An even bigger women’s rights reform Anthony fought for was suffrage. Along with her philosophy of equality for women and men, she felt that if women were to truly have a powerful hand in the nation, they would need to be able to vote. The basis for her tactic in getting the vote for women was in the formation of the American Equal Rights Association. She worked with fellow women’s rights activists to write a newspaper in New York, called The Revolution, that advocated women and men being equal in society. This somewhat spread the word, but the true impact came from when Anthony began to travel the country with her association, and give live speeches about women’s suffrage. Their strategy was to work at motivating the people, one state at a time until that state made it legal for women to vote. Anthony was truly passionate about what she was supporting and went to extreme lengths to make as big an impact as she could. “The only change women have for justice in this country is to violate the law, as I have done, and as I shall continue to do.” (Susan B. Anthony, 1873) Anthony and her sisters decided to cast their vote for the Presidential election of 1872, despite suffrage for women not being legal yet. She was arrested and taken to court. The result of her trials did not produce an immediate constitutional change on women’s suffrage, but the drastic measures she took to prove a point gave motivation to others who support women’s voting rights, to make a big deal of the reform and actively make a difference.

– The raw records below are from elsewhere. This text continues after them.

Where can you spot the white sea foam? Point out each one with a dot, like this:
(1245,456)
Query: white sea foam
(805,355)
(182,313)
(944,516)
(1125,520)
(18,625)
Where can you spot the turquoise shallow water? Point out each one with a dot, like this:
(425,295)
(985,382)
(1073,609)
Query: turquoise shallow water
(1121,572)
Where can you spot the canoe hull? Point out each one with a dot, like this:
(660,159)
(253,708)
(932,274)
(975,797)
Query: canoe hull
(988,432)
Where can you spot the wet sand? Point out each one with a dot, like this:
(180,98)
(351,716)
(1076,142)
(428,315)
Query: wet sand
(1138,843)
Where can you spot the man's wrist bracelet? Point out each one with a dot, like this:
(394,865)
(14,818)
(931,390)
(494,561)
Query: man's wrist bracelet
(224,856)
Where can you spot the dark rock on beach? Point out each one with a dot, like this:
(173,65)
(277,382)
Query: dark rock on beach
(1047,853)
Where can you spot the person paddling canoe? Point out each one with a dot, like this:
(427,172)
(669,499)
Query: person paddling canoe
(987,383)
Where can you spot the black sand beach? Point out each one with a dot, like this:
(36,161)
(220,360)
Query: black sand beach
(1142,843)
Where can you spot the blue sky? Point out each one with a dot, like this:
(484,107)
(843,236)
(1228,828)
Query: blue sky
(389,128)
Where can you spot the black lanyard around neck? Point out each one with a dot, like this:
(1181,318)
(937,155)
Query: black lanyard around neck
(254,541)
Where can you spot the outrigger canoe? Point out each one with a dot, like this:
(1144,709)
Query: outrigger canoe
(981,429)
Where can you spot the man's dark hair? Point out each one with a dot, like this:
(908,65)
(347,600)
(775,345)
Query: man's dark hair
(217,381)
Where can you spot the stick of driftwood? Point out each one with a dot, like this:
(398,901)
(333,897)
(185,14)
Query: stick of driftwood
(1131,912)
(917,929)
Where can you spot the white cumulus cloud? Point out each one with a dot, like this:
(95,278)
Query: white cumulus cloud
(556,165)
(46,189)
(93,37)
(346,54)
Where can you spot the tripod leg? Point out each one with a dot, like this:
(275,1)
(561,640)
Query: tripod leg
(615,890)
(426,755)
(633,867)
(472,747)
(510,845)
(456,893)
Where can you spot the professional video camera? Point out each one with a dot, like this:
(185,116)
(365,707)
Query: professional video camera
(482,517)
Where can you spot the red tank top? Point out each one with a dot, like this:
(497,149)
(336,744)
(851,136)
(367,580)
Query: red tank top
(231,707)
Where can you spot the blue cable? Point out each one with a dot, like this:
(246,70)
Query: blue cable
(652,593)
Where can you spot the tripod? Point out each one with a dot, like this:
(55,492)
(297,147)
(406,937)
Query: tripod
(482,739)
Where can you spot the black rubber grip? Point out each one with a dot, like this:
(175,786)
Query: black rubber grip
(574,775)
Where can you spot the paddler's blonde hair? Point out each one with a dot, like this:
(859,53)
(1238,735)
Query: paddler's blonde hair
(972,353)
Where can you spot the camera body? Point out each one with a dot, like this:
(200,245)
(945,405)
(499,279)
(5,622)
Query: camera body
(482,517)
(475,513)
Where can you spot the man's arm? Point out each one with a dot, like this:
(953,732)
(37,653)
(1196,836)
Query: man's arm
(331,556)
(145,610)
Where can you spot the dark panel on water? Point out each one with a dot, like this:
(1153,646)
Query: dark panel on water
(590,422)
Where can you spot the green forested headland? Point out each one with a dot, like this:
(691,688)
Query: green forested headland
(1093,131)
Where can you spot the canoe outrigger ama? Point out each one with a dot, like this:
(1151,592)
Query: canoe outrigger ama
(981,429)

Alongside being a strong Women’s rights advocator, Susan B. Anthony was also an abolitionist. Anthony’s whole family were abolitionists and held weekly meetings on their farm in New York for fellow anti-slavery citizens. Anthony joined the American Anti-Slavery Society, where she made speeches and handed out papers supporting the abolishment of slavery. This was not received well by many, but her philosophy of equality and justice for all kept her striving to make the movement grow. In collaboration with other female abolitionists, Anthony organized the Women’s National Loyal League. Their main concern was to petition for abolishing slavery, which they worked towards very actively. They were able to collect almost 400,000 signatures on petitions to end slavery in America. Anthony became involved with the underground railroad to aid slaves on the run to freedom. A few years later, she blames the New York agent of the American Anti-Slavery Society. With this role, she organized meetings and spread her ideas with banners and posters across the state.

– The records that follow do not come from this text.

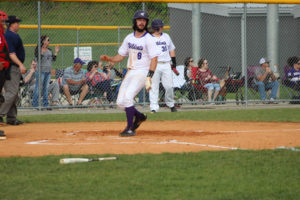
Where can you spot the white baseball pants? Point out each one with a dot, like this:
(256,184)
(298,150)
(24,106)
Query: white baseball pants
(131,85)
(163,73)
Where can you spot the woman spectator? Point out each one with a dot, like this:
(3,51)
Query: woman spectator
(97,79)
(205,77)
(293,74)
(188,76)
(47,57)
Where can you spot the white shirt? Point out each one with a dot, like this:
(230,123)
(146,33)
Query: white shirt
(140,51)
(165,45)
(179,81)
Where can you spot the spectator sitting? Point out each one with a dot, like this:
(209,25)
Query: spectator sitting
(185,79)
(74,81)
(47,57)
(208,80)
(98,79)
(265,79)
(29,80)
(293,74)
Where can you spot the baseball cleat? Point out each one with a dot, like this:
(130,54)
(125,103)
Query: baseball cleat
(2,135)
(127,133)
(138,121)
(173,109)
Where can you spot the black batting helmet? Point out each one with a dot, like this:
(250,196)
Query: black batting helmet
(157,23)
(140,14)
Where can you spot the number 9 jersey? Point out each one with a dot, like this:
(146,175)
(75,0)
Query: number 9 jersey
(140,51)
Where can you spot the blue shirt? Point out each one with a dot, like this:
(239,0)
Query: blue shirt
(70,74)
(15,45)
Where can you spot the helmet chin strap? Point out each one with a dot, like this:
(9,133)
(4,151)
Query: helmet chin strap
(140,30)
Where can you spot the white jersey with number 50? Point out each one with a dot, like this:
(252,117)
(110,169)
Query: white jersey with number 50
(140,51)
(165,45)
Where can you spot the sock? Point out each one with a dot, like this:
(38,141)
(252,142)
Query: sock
(130,112)
(137,113)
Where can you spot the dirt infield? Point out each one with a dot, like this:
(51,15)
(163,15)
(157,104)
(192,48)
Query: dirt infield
(37,139)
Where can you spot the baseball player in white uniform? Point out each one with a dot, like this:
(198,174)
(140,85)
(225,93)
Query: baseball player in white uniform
(163,72)
(142,54)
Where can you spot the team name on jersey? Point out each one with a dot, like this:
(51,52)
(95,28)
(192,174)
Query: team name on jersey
(161,43)
(134,46)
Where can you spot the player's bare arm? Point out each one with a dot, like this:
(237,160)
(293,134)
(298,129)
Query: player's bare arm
(16,60)
(152,68)
(115,59)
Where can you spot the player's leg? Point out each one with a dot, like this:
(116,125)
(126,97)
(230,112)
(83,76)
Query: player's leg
(133,82)
(167,81)
(154,92)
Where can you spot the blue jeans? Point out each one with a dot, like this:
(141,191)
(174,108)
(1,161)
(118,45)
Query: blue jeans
(212,86)
(270,85)
(141,96)
(45,78)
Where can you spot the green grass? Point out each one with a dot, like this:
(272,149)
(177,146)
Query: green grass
(272,115)
(206,175)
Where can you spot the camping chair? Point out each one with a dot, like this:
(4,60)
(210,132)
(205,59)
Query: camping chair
(292,89)
(199,86)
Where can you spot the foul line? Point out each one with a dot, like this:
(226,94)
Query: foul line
(48,142)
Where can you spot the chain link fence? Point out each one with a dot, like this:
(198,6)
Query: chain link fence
(91,29)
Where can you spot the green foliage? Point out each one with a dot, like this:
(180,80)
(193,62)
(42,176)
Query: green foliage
(204,175)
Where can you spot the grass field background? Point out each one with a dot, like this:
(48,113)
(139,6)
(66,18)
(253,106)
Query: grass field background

Anthony’s efforts in all the reforms she supported, certainly made a difference. By the end of her life, women had suffrage in the states of Wyoming, Utah, Colorado, and Idaho. Married women were given more of the rights that individual men always had, and a notably larger percentage of the workers in different professions were women. There also were around 36,000 women enrolled in colleges and universities across America. After her death, the movements of women’s rights and abolition did not stop growing. Eventually, women gained suffrage and many more legal rights nationwide. Women were later able to apply for almost any job, and there became almost equal educational opportunities for men and women.
Susan B. Anthony was a catalyst in several reforms of the late 1800s. Her efforts were spent pushing and progressing towards a nation where all genders and races were to be considered equal. Social justice is so prevalent in her works in many associations and alongside other powerful activities. Anthony’s name will go down in history as one that never gave up or held back in pursuit of her philosophies for women’s rights, women’s suffrage, and abolition.